Newport metallurgist Chris “Cannonball” Knoop made headlines two years ago when he became the only Australian entrant in the Cannonball Run, an American coast-to-coast race of pre-1930s motorcycles.
Now he’s in a race against time to prepare a 101-year-old car for the Veteran Car Club of Australia’s winter rally from Adelaide to Darwin, from August 3 to 24.
“It’s basically mind over matter and man over machine,” Mr Knoop said of the coming ride in his rare French 1913 Chenard et Walcker.
It has an interesting history, which Mr Knoop has pieced together much the same way he eventually pieced the vehicle together.
“The car was purchased brand new in 1913 by a Doctor Binns,” he said.
“He was in Sydney and he put the car on a ship to Tasmania, followed his sweetheart and became a doctor in Hobart. Then he was called up to the First World War.
“He couldn’t get a boat back to Sydney because all the boats were gone so he could only get it from Hobart to Melbourne … he thought, ‘I’ll drive the rest of the way’.
“The car got as far as Seymour and the Goulburn River was in flood … he couldn’t get across.”

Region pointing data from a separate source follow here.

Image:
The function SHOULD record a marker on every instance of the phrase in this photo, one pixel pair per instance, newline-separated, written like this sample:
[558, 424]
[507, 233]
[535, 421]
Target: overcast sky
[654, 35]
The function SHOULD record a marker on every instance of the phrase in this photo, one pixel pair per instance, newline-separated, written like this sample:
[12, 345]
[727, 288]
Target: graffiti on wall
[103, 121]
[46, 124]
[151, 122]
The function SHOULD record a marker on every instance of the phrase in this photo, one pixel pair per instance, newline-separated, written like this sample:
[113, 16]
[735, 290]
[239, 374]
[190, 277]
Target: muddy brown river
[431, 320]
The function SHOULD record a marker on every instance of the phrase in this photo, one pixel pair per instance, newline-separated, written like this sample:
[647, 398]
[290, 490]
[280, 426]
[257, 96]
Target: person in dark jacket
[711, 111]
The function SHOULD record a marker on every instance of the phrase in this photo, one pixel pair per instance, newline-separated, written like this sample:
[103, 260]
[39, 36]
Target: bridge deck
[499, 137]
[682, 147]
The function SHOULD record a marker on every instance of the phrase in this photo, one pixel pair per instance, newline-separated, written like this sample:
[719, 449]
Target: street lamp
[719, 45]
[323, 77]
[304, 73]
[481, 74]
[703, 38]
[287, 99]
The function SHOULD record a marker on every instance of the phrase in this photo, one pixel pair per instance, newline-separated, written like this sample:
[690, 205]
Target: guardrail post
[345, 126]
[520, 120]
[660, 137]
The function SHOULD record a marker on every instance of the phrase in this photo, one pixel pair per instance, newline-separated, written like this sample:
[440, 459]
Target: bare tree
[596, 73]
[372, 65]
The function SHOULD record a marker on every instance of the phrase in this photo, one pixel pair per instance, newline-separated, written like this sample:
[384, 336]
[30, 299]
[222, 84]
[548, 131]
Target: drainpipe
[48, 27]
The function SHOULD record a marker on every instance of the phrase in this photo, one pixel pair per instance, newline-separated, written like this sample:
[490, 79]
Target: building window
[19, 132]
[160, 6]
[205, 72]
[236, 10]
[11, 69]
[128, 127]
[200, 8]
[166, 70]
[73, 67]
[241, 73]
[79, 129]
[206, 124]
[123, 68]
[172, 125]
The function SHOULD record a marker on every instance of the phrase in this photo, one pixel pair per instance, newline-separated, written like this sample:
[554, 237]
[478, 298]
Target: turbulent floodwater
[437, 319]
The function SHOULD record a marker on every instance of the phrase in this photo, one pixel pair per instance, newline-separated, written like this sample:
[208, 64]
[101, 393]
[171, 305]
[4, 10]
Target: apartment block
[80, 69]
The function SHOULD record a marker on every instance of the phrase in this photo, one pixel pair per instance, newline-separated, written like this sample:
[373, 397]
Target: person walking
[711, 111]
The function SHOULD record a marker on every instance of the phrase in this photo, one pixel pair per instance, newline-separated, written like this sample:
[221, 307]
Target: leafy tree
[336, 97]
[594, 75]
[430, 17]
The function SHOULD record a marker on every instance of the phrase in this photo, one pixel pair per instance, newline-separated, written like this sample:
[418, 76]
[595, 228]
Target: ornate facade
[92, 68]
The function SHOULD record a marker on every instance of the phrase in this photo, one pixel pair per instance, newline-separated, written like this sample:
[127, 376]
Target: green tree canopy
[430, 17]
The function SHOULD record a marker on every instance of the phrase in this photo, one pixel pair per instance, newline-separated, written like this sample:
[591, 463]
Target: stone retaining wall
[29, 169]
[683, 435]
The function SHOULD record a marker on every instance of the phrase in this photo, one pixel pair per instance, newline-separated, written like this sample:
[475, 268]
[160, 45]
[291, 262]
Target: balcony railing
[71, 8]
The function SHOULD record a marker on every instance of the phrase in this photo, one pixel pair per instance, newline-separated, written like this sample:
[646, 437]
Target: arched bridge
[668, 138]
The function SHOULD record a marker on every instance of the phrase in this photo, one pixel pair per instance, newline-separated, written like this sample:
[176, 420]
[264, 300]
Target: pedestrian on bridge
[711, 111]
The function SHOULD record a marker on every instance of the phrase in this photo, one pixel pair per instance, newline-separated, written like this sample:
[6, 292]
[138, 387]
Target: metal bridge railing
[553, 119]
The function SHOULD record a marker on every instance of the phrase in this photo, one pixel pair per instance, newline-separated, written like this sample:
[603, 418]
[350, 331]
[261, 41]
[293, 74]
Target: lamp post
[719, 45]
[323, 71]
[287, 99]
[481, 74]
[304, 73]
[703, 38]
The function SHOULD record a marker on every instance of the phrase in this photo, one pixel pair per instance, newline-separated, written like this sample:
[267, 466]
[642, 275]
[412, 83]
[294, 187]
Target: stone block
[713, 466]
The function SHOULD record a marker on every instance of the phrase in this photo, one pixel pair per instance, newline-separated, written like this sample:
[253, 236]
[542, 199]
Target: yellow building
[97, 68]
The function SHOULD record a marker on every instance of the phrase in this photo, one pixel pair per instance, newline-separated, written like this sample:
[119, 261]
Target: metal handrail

He left it with friends at the rhododendron garden in Mansfield. The doctor continued on to Sydney intending to return later for the car, but he never made it home from the war.
Mr Knoop said the doctor’s brother went to collect the car in 1919 but by then it had been pulled apart.
“He took one look at the car and said, ‘Ah, look, it’s too much effort, just leave it’,” he said.
“In 1956, a guy in Victoria chased it up … his name was Ian Irwin. He had the radiator and the engine of the car and proceeded to start collecting bits for it. So the car was saved … then it went through about three different hands and every person found a few more bits.”
About 20 years ago, the car came into the possession of Mr Knoop, who chased up its history.
“I went back to find out where the farm was and found out that it had since been subdivided and they knew nothing about it,” he said.
“I knocked on the neighbour’s door and in there were all the bits I was missing – the clutch, brake. It’s been a 20-year process to actually get this car back on the road.”